Fixstern
Fixstern bezeichnet einen selbstleuchtenden Himmelskörper, der aus menschlicher Perspektive seinen Ort am Sternhimmel scheinbar nicht verändert - im Gegensatz zu den Wandelsternen (Planeten), die sich sichtbar vor dem Sternhintergrund bewegen. Der Begriff stammt aus der antiken Astronomie, als man Sterne für unverrückbar befestigt an einer Himmelssphäre hielt.
Tatsächlich bewegen sich alle Sterne durch den Raum. Da sie jedoch viele Lichtjahre entfernt sind, ist ihre Eigenbewegung nur durch präzise Messungen über lange Zeiträume nachweisbar.

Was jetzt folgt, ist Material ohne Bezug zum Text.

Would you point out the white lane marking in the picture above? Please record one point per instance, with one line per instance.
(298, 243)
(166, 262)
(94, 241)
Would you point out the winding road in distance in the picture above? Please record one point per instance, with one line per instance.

Der schnellste bekannte Fixstern am Nordhimmel ist Barnards Pfeilstern mit rund 10,3 Bogensekunden pro Jahr - für das bloße Auge völlig unmerklich.

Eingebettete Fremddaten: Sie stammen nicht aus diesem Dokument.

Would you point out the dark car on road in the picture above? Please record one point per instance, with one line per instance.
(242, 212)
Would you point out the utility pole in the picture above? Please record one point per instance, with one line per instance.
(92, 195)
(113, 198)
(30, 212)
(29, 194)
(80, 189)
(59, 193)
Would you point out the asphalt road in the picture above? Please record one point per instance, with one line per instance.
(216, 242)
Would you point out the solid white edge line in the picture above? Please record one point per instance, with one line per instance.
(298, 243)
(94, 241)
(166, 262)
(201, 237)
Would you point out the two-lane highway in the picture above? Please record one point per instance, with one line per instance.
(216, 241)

Fixsterne sind Gaskugeln, die durch Kernfusion in ihrem Inneren Energie erzeugen. Unsere Sonne ist ein typischer Fixstern der Milchstraße. Die nächsten Fixsterne - das Dreifachsystem Alpha Centauri und Proxima Centauri - liegen rund 4,2 bis 4,4 Lichtjahre von der Erde entfernt. Insgesamt enthält die Milchstraße schätzungsweise 100 bis 400 Milliarden Fixsterne unterschiedlichster Masse, Leuchtkraft und Lebensdauer.